Subspaces and annihilators
Suppose $V$ and $W$ are subspaces of a finite-dimensional vector space $U$.
(a) Show that $W \subset V$ if and only if $V^0 \subset W^0$.
(b) Show that $(V \cap W)^0 = V^0 + W^0$. (Hint: Show $\supset$ holds, then use lots of fomulas for dimension.)

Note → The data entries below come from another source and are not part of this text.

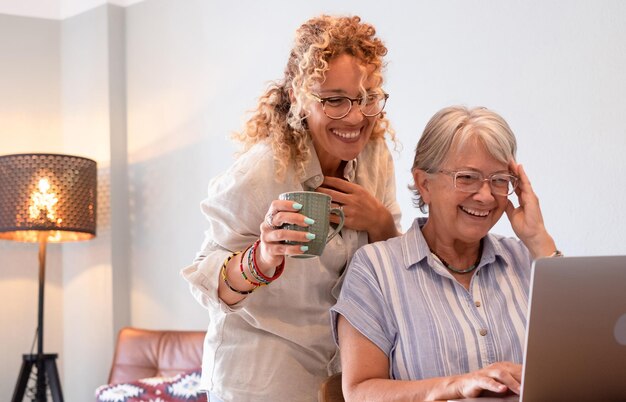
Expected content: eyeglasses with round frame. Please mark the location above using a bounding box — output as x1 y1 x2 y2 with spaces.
439 170 519 196
311 92 389 120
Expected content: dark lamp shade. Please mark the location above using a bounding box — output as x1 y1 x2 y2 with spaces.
0 153 97 243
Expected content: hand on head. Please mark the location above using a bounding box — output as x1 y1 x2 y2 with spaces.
505 161 556 258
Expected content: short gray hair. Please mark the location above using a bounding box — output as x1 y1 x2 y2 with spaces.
409 106 517 212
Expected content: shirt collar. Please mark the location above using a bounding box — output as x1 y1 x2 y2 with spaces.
401 218 430 269
401 217 508 270
301 139 357 190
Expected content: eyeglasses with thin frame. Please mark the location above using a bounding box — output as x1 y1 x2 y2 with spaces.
439 170 519 196
311 92 389 120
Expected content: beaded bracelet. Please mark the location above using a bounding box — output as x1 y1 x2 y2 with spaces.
221 251 258 295
246 243 272 285
240 244 265 287
550 249 564 257
251 239 285 283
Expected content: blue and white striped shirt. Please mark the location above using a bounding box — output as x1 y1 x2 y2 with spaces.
331 218 532 380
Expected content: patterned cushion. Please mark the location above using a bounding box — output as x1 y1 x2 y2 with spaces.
95 369 207 402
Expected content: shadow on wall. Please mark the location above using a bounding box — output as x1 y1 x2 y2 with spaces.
126 134 235 328
127 131 236 249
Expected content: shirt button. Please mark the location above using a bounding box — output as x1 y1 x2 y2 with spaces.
475 301 481 307
479 329 488 336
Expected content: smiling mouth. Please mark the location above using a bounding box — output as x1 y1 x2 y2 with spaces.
460 206 490 217
331 128 361 139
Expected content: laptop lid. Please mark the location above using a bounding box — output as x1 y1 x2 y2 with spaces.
520 255 626 402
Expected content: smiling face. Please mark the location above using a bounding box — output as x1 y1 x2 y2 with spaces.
417 138 510 246
305 54 380 176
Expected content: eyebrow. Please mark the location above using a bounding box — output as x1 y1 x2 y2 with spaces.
454 167 512 175
316 88 376 97
317 89 348 95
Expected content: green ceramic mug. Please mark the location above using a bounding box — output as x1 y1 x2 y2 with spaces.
279 191 345 258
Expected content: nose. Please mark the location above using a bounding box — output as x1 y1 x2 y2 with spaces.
473 179 495 201
341 100 365 123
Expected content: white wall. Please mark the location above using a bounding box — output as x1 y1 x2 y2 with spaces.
124 0 218 330
60 5 120 399
1 0 625 400
0 0 144 19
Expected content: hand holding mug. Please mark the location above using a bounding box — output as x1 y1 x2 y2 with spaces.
279 191 344 258
259 199 315 268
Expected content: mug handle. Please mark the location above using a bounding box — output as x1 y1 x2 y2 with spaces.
326 208 345 243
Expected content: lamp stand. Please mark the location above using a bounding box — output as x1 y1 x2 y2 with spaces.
12 234 64 402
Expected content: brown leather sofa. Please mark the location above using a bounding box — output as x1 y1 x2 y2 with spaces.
108 326 206 384
105 327 341 402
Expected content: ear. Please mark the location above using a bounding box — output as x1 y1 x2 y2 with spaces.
288 88 296 104
412 168 432 205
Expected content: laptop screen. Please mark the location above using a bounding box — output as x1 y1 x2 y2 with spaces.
520 255 626 401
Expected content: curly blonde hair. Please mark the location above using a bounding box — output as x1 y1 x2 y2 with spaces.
233 15 395 179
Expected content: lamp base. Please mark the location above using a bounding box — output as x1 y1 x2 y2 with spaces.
12 353 63 402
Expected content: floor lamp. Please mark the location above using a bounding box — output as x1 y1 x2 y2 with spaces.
0 154 97 402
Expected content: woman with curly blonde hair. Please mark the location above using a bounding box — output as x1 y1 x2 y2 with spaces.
183 14 401 402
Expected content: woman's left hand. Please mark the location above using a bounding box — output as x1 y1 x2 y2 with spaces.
317 177 399 243
505 161 556 258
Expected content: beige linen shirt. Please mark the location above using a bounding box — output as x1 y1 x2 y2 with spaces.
181 139 401 402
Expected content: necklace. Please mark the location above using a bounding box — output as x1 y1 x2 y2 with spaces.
431 251 481 274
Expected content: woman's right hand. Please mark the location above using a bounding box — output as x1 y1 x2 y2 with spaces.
256 199 316 270
219 199 315 305
447 362 521 399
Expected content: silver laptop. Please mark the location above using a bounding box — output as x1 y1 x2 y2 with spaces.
451 255 626 402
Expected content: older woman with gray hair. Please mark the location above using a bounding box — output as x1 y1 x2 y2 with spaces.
331 106 559 401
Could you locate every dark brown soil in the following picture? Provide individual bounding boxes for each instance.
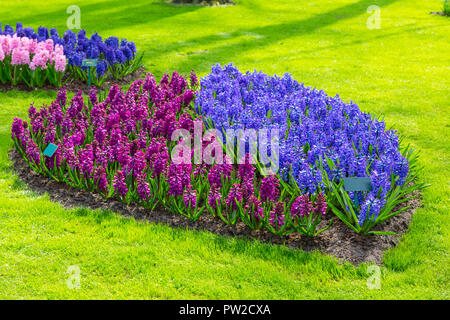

I am trying to show this question. My understanding of annihilators is that for a vector space $V$ over $K$, with $S$ being a subset, the annihilator of $S$ is the subspace $S^0$ of linear functions $f$ in $V^*$ so that $f(s)=0$ for every $s$ in $S$. However, I don't know how to use this definition to prove (a) and (b). The hint for (b) suggests I should use formulas such as
$$\dim(V + W) = \dim V + \dim W − \dim(V \cap W)$$
but I don't know how to reach this stage.
Solution 1:
For (b) first note that $f_{V^0}+f_{W^0}\in V^0+W^0$ implies $$ (f_{V^0}+f_{W^0})(s)=f_{V^0}(s)+f_{W^0}(s)=0+0=0 $$ whenever $s\in W\cap V$ since $W\cap V$ is a subspace of both $V$ and $W$. This proves that $V^0+W^0\subset(V\cap W)^0$
Now, note that \begin{align*} \dim\bigl((V\cap W)^0\bigr) &= \dim(U)-\dim(V\cap W) \\ &= \dim(U)-\bigl\{\dim(V)+\dim(W)-\dim(V+W)\bigr\} \\ &= \dim(U)+\bigl\{\dim(U)-\dim(U)\bigr\}-\bigl\{\dim(V)+\dim(W)-\dim(V+W)\bigr\} \\ &= \bigl\{\dim(U)-\dim(V)\bigr\}+\bigl\{\dim(U)-\dim(W)\bigr\}-\bigl\{\dim(U)-\dim(V+W)\bigr\} \\ &= \dim(V^0)+\dim(W^0)-\dim(V^0\cap W^0) \\ &= \dim(V^0+W^0) \end{align*} where we have used the identities \begin{align*} \dim(S^0)&=\dim(U)-\dim(S)&(S\cup T)^0=S^0\cap T^0 \end{align*} for any two subspaces $S$ and $T$ of $U$. It follows that $V^0+W^0$ is a subspace of $(V\cap W)^0$ with $$ \dim(V^0+W^0)=\dim\bigl(V\cap W)^0\bigr) $$ Hence $V^0+W^0=(V\cap W)^0$ as advertised.
Solution 2:
For a)
Proving $W\subset V =>V^0 \subset W^0 $
Proof:
so $W\subset V$
Let $\phi \in V^0 $ then, $ \phi(v)=0, \forall v \in V$
But $W \subset V $, so $\phi$ annihilates every element of $W$, meaning $\phi \in W^0$ .
So $V^0 \subset W^0$